Sebegitu mempedulikannya pada keponakan wanitaku, tradisi burung Bi Fang,
seharusnya berarti, ia akan mencintai Feng Jiu melewati kesulitan maupun
kesenangan. Kalau begitu, kapan dan bagaimana, ia memiliki perasaan kepadaku?
“Kau dan si
pewaris Tian Jun itu sudah bertunangan sekian lama, dan aku terpaksa
menyembunyikan bagaimana perasaanku,” jelasnya.
“Tetapi,
malapetaka besar ini menimpamu, dan ia tidak mampu menjagamu tetap aman.
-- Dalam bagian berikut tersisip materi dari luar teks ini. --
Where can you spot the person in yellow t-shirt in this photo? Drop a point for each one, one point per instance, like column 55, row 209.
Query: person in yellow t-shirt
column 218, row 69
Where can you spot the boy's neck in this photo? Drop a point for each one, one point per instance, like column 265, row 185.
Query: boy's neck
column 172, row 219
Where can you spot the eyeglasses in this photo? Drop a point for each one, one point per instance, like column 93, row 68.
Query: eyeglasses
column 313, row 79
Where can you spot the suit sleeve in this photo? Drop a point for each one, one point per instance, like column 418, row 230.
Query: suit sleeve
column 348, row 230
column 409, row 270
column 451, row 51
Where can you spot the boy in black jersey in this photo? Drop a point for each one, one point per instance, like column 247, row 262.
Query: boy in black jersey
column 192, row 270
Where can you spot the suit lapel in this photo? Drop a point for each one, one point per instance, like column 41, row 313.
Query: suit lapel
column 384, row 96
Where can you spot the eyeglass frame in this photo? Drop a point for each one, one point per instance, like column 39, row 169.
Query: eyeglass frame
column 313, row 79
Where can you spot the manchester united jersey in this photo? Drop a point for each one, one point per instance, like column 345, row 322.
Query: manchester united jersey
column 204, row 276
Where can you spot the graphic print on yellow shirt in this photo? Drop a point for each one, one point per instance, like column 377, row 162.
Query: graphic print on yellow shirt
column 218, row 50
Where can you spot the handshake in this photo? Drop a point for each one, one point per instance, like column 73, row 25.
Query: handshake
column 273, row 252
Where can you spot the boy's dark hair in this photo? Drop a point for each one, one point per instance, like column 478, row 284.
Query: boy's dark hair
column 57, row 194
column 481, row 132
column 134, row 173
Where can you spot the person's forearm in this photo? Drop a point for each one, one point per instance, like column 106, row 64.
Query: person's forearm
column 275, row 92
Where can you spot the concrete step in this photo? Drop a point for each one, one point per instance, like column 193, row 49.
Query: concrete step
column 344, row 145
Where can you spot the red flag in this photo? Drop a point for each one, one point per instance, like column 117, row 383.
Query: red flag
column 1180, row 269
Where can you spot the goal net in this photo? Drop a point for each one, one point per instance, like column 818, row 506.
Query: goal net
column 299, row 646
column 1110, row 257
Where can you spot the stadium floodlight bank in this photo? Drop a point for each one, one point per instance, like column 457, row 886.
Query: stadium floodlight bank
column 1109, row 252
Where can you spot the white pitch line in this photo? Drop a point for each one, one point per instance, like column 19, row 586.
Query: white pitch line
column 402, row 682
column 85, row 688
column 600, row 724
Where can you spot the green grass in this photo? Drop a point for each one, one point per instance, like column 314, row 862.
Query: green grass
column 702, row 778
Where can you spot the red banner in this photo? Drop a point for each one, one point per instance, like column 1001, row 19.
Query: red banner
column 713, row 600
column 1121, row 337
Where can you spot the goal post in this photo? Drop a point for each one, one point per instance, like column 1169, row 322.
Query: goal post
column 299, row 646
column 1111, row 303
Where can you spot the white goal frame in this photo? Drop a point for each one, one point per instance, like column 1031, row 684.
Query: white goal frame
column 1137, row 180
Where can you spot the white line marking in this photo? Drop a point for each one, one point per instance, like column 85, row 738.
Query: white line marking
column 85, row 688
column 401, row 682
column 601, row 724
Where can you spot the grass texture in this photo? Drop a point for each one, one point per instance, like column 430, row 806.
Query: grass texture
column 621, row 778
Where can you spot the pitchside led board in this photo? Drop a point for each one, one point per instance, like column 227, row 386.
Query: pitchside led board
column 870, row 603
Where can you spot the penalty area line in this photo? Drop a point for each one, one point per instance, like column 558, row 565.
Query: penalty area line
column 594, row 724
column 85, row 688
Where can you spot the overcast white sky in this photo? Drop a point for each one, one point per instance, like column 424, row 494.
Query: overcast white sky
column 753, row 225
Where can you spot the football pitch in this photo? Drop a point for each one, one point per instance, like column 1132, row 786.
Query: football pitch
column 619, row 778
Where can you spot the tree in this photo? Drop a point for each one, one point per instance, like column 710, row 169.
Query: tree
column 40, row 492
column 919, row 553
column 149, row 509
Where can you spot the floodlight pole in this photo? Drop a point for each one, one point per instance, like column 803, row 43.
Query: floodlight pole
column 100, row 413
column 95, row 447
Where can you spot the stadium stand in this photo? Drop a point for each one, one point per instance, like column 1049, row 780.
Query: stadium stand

Dan
aku mendengar, ia juga punya seorang selir di Istana Langit. Aku pergi selama
ini, merenungkan semuanya, dan aku tiba pada kesimpulan bahwa ia tidak memenuhi
syarat untuk menjaga hati juga jiwamu. Aku tidak senang karena dirimu diberikan
kepada seseorang seperti dirinya. Aku ...”
Pintunya
berderit terbuka sebelum ia dapat menyelesaikan kalimatnya.
Ye Hua berdiri
di ambang pintu, pucat pasi, memegangi semangkuk sup obat dengan uap mengepul
di atasnya.
Aku menghela
napas bingung. Bagian utang budi ini mendadak berubah menjadi bagian romantis.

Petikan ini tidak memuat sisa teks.